He had been thinking about trauma, reading some things about trauma. Their experience of trauma was what the McCanns, Gordon Brown, and Brown’s new friend John Smeaton, the Queen’s Gallantry Medal added to his long list of trophies and citations, had in common.

Life-changing moments. Calamitous events.

For Kate McCann it was the moment of walking in and finding the bed empty, Madeleine missing, Cuddle Cat, which she had left her holding, high on a shelf where Madeleine could never have reached.

Gordon Brown lost the sight in his left eye and was almost blinded by a clash of heads in a game of rugby, that trauma leading to the trauma of his eye operations, the
months in the blacked-out room listening to books for the blind, the possibility of perhaps never being able to see again.

John Smeaton saw two men in a burning car intent on killing and maiming dozens, maybe hundreds, of men, women and children; a man with his skin on fire screaming something about Allah, throwing punches at a policeman, Smeato’s pal coming up to him afterwards and going, ‘What did you do that for, you maddie?’

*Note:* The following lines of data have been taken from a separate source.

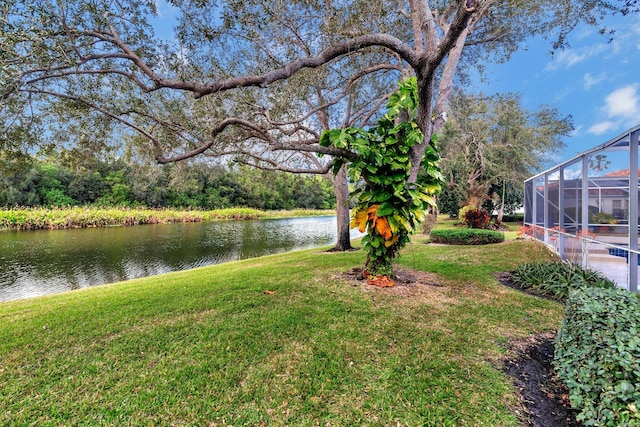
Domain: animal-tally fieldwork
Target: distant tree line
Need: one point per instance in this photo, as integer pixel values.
(58, 180)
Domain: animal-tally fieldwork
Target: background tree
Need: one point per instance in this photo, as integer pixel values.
(491, 145)
(96, 69)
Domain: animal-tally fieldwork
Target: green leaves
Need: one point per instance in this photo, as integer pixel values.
(598, 356)
(389, 208)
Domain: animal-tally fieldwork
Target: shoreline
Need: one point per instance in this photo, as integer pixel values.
(25, 219)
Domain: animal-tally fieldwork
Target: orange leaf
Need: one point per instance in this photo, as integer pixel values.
(371, 212)
(382, 227)
(359, 220)
(388, 243)
(381, 282)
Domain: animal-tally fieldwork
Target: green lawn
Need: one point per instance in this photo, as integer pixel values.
(209, 347)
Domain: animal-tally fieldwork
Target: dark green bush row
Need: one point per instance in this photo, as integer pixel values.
(466, 236)
(556, 279)
(510, 218)
(598, 356)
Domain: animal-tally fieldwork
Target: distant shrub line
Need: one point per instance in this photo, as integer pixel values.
(466, 236)
(81, 217)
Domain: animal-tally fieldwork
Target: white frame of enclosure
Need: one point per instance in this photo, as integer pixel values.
(548, 215)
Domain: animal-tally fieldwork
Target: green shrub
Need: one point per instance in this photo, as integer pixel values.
(476, 218)
(511, 218)
(557, 279)
(598, 356)
(466, 236)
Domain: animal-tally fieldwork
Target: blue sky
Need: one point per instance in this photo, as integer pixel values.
(596, 81)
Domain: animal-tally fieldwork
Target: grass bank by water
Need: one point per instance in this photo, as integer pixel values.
(79, 217)
(210, 347)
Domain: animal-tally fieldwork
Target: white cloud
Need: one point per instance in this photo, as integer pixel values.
(623, 103)
(602, 127)
(569, 58)
(591, 80)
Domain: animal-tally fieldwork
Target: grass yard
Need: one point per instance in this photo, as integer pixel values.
(209, 347)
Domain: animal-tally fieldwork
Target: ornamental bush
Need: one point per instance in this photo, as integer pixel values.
(466, 236)
(597, 356)
(476, 218)
(557, 279)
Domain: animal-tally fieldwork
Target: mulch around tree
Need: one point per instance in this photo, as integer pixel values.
(544, 399)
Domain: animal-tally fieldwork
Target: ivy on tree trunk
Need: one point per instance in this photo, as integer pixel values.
(389, 205)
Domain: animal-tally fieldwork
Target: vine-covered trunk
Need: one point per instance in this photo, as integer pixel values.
(341, 188)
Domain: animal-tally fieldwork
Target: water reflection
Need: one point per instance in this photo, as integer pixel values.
(49, 261)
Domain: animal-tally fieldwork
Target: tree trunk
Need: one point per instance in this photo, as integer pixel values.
(341, 188)
(501, 211)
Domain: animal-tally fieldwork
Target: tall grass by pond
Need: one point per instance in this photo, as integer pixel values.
(280, 340)
(80, 217)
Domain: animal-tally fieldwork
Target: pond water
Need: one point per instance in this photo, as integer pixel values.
(34, 263)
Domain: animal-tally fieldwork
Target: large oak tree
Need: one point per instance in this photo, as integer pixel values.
(256, 78)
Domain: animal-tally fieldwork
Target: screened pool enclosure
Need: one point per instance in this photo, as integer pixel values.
(586, 209)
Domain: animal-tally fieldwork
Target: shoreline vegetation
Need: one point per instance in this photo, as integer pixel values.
(287, 339)
(82, 217)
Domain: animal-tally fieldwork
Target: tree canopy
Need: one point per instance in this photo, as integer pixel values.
(79, 72)
(491, 145)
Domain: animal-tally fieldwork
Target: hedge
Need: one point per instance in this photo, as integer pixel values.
(598, 356)
(466, 236)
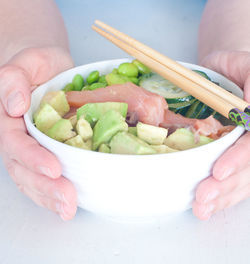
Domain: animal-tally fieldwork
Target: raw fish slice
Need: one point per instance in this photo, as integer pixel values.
(148, 106)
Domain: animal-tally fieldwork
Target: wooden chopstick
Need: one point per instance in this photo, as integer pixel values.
(173, 65)
(228, 108)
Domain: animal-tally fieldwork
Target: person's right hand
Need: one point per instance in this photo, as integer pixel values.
(36, 172)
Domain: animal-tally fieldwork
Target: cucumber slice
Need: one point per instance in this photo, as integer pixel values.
(200, 110)
(157, 84)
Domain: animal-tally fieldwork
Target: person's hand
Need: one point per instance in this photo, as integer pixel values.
(230, 179)
(36, 172)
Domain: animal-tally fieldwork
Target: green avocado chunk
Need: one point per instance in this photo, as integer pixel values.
(45, 117)
(107, 126)
(126, 143)
(62, 130)
(78, 142)
(183, 139)
(93, 111)
(57, 100)
(151, 134)
(104, 148)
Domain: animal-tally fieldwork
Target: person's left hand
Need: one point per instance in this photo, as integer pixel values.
(230, 179)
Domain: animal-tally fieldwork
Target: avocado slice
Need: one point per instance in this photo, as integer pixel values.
(151, 134)
(62, 130)
(84, 129)
(160, 149)
(183, 139)
(93, 111)
(132, 130)
(126, 143)
(104, 148)
(107, 126)
(57, 100)
(73, 120)
(45, 117)
(78, 142)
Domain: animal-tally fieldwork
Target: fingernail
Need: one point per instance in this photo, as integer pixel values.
(66, 213)
(211, 196)
(46, 171)
(226, 173)
(61, 197)
(208, 210)
(15, 103)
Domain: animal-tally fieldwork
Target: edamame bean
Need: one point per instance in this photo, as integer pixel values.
(85, 87)
(68, 87)
(94, 86)
(102, 79)
(113, 78)
(134, 80)
(93, 77)
(128, 69)
(143, 69)
(78, 82)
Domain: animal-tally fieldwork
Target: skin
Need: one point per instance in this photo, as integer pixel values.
(36, 172)
(224, 46)
(36, 49)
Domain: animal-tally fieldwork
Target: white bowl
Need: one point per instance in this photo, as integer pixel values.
(131, 186)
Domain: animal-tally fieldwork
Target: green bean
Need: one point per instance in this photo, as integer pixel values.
(93, 77)
(85, 87)
(102, 79)
(128, 69)
(113, 78)
(69, 87)
(134, 80)
(78, 82)
(143, 69)
(97, 85)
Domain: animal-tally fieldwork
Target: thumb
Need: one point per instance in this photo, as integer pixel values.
(235, 65)
(25, 71)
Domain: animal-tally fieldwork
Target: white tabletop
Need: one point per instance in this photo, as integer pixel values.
(30, 234)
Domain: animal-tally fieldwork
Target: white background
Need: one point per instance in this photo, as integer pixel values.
(29, 234)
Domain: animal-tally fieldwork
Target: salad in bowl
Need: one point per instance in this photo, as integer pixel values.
(133, 144)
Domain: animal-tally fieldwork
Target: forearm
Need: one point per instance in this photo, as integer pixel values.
(224, 26)
(29, 23)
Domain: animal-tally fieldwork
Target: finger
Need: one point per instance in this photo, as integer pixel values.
(235, 65)
(211, 189)
(204, 211)
(58, 195)
(27, 70)
(42, 64)
(14, 90)
(235, 158)
(29, 153)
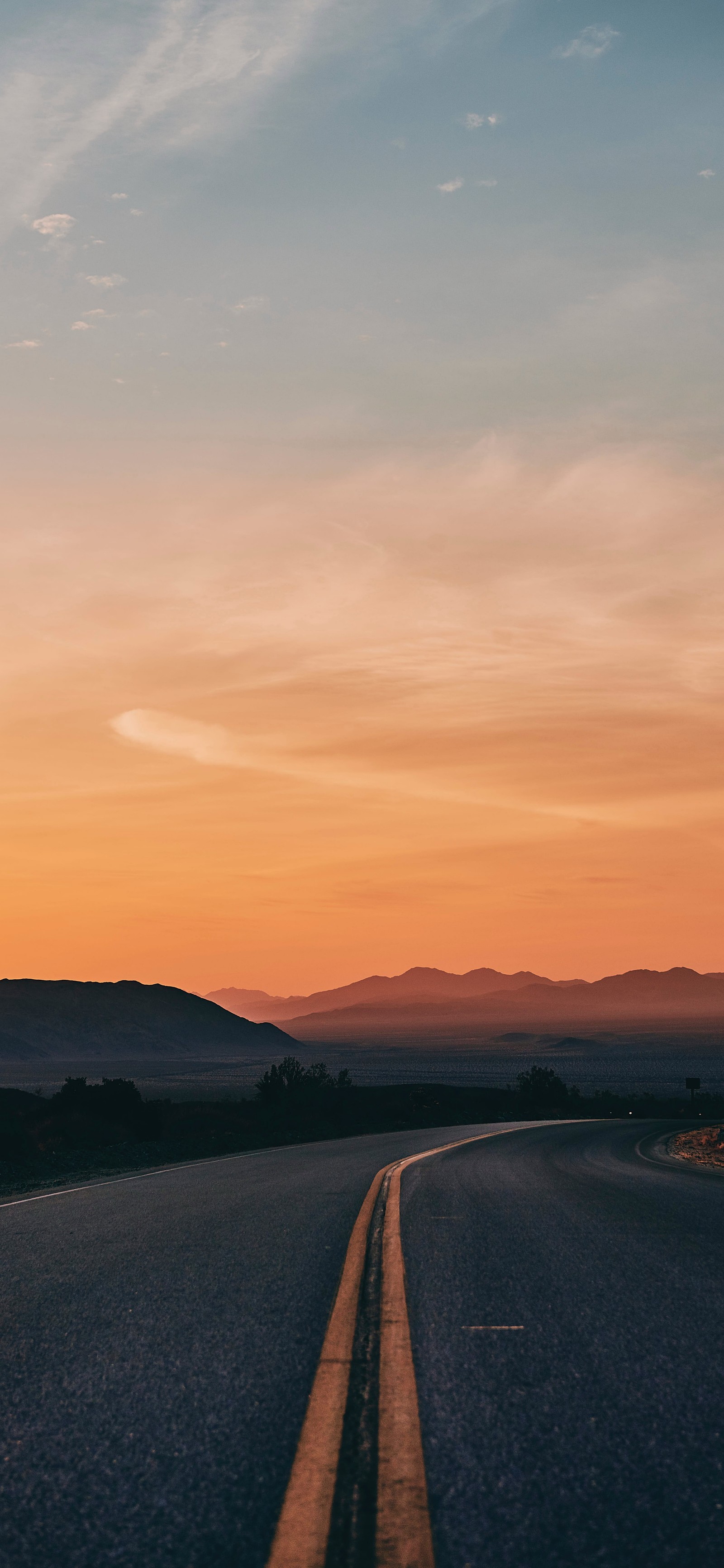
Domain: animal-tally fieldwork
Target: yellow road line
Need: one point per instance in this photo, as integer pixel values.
(403, 1520)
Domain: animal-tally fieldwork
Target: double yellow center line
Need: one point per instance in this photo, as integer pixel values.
(403, 1535)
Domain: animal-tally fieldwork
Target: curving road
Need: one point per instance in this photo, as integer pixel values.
(160, 1339)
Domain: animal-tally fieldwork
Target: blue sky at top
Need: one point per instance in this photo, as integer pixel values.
(306, 236)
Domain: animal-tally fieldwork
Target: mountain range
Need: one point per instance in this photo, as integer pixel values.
(432, 1004)
(44, 1020)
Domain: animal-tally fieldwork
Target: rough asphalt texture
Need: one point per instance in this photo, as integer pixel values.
(160, 1338)
(595, 1435)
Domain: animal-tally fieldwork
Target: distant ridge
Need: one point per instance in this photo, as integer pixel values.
(413, 985)
(430, 1004)
(76, 1020)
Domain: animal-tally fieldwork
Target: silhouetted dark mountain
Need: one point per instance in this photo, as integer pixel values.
(413, 985)
(427, 1004)
(41, 1020)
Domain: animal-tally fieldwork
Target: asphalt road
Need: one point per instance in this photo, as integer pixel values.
(160, 1338)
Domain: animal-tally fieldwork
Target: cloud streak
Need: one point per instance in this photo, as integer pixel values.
(590, 44)
(178, 71)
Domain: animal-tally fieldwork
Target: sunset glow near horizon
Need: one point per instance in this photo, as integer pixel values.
(362, 490)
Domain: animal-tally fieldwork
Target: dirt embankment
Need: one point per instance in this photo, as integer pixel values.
(704, 1145)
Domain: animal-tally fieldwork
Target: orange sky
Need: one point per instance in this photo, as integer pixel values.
(287, 731)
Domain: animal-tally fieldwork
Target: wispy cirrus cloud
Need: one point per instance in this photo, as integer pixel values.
(105, 281)
(176, 71)
(57, 225)
(253, 305)
(590, 44)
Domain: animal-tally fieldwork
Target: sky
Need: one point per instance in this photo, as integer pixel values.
(362, 562)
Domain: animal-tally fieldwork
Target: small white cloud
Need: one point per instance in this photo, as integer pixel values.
(253, 303)
(110, 281)
(57, 225)
(182, 738)
(590, 44)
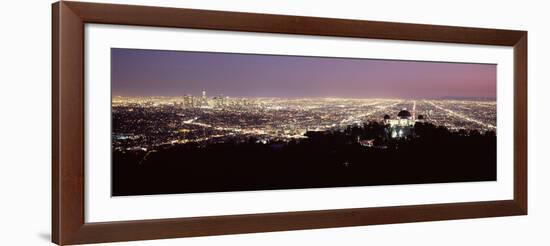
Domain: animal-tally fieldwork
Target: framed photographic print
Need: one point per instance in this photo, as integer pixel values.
(176, 122)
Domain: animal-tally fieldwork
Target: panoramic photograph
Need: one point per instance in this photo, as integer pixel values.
(190, 122)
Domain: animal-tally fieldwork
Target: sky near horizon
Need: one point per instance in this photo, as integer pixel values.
(137, 72)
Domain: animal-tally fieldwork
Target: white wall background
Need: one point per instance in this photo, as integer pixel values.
(25, 122)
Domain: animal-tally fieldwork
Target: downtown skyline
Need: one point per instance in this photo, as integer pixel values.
(136, 72)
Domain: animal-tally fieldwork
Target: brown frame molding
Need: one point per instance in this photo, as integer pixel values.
(68, 19)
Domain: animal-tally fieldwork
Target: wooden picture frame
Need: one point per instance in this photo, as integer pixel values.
(68, 224)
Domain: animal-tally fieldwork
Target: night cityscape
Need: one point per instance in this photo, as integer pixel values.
(263, 122)
(147, 123)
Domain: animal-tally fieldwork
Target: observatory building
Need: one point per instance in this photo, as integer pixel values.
(402, 126)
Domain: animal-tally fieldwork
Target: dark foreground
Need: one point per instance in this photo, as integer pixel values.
(324, 159)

Candid news photographs are structured to reveal how people react when the comfortable facade of daily life is torn away. Facing experiences of great joy or tragic loss, people expose themselves, and photographs of such moments are thought to reveal truths of human nature.

The news. Always something – usually unpleasant – happening far away to a stranger; to somebody else, somewhere that we’re lucky not to be.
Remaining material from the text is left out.